The combat of Castro Urdiales (6-8 July 1812) was the second of a series of joint Anglo-Spanish successes that weakened the French hold on the coast of northern Spain.
The British contribution was made by the Royal Navy. Sir Home Popham, with a squadron consisting of the ships of the line HMS Venerable and HMS Magnificent (later replaced by the Abercrombie) and the frigates Medusa, Isis, Diadem, Surveillante and Rhin and two battalions of marines, operated along the coast, cooperating with the local Spanish guerrilla bands to launch a series of attacks that kept General Caffarelli's Army of the North off balance.
The first success came at Lequeitio, which fell to Popham and ''El Pastor' on 21-22 June 1812. Popham then captured the unoccupied forts at Bermeo and Plencia, but an attempt to attack the key fort of Guetarai had to abandon after the French appeared in unexpected strength.
On 6 July Popham arrived off Castro Urdiales, where he met up with the guerrilla band of Francisco de Longa. The French sent a column from Laredo to try and lift the siege, but the combined British and Spanish forces defeated them. On the following day the governor of Castro surrendered. He only had 150 men in his garrison, explaining the limited resistance.
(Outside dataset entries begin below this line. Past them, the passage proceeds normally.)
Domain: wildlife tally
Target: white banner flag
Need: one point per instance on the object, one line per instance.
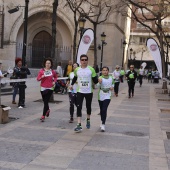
(143, 65)
(155, 53)
(85, 42)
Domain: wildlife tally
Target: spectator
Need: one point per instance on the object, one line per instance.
(59, 70)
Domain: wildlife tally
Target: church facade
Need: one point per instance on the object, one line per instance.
(39, 35)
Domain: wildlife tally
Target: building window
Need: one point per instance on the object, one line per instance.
(145, 11)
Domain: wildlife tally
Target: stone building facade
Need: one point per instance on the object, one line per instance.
(116, 28)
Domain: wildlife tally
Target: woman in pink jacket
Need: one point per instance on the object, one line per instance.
(48, 77)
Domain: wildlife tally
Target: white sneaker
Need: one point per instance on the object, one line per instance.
(102, 128)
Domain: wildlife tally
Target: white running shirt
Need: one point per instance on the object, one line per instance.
(84, 79)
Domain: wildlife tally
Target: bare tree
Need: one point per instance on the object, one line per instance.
(74, 5)
(154, 12)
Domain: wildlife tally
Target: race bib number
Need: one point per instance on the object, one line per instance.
(48, 73)
(104, 93)
(84, 84)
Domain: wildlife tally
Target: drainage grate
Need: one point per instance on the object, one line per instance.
(54, 102)
(11, 119)
(134, 133)
(168, 135)
(164, 100)
(165, 110)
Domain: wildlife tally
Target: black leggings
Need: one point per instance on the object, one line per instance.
(73, 101)
(131, 85)
(116, 87)
(103, 109)
(80, 97)
(46, 94)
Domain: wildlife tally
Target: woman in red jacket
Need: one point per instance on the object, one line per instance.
(48, 77)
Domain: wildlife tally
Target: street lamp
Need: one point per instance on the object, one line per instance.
(167, 57)
(124, 45)
(131, 51)
(81, 25)
(103, 37)
(143, 50)
(25, 28)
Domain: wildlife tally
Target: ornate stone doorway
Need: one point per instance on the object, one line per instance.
(41, 48)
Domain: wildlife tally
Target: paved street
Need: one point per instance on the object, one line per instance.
(135, 137)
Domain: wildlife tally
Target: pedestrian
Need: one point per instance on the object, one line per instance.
(20, 72)
(149, 75)
(140, 75)
(156, 76)
(2, 75)
(105, 84)
(48, 77)
(116, 76)
(131, 77)
(68, 69)
(122, 73)
(84, 76)
(59, 70)
(72, 93)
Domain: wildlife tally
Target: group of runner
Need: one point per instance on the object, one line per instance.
(80, 83)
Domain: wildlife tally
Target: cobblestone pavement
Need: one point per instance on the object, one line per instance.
(135, 137)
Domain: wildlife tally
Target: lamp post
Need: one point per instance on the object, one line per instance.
(124, 44)
(143, 50)
(25, 28)
(103, 37)
(167, 54)
(25, 33)
(131, 52)
(81, 25)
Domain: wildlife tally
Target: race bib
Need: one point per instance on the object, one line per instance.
(48, 73)
(104, 93)
(84, 84)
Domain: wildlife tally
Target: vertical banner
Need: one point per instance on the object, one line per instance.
(143, 65)
(155, 53)
(85, 42)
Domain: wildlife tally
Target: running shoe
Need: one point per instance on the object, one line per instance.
(78, 128)
(42, 118)
(88, 124)
(102, 128)
(48, 113)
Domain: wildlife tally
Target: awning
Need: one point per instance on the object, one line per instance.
(145, 57)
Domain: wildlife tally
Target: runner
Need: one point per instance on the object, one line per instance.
(106, 84)
(116, 76)
(48, 77)
(140, 75)
(72, 93)
(131, 77)
(84, 76)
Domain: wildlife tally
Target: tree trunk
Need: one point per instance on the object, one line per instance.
(95, 44)
(160, 38)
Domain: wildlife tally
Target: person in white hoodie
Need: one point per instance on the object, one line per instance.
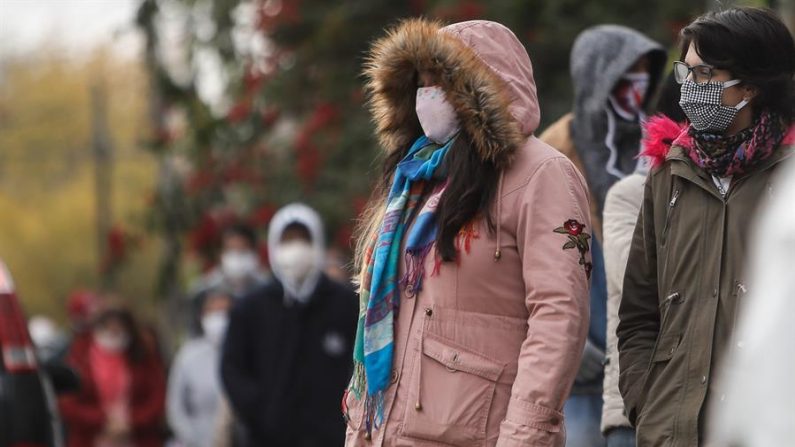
(287, 354)
(758, 407)
(194, 388)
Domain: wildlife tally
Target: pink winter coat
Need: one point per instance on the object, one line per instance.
(486, 353)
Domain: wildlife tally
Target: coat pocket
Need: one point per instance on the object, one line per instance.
(450, 393)
(663, 353)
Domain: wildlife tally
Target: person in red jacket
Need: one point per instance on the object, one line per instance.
(121, 399)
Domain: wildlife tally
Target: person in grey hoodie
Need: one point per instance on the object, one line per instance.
(615, 70)
(194, 386)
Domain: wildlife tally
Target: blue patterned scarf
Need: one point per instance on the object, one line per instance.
(380, 294)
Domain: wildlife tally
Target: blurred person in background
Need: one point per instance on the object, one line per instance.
(286, 356)
(194, 388)
(475, 232)
(121, 399)
(622, 206)
(239, 266)
(759, 406)
(615, 71)
(685, 272)
(47, 337)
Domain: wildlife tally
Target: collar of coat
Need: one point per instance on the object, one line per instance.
(667, 140)
(478, 94)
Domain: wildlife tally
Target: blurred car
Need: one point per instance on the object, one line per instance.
(28, 405)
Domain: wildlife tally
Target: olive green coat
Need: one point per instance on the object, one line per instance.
(683, 283)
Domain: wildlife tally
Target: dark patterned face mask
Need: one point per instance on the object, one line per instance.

Popham captured 20 guns at Castro Urdiales. He decided to leave a garrison of marines in the port, and use it as a temporary base. His next target was Portugalete, a fortified village at the mouth of the Biblao River, which was attacked on 11 July 1812.
Castro Urdiales remained in Anglo-Spanish hands until the late spring of 1813. On 12 May 1813 it was stormed by French forces under General Foy, who had been given the task of re-conquering the north coast, after an earlier attempt had been abandoned because of the lack of a siege train.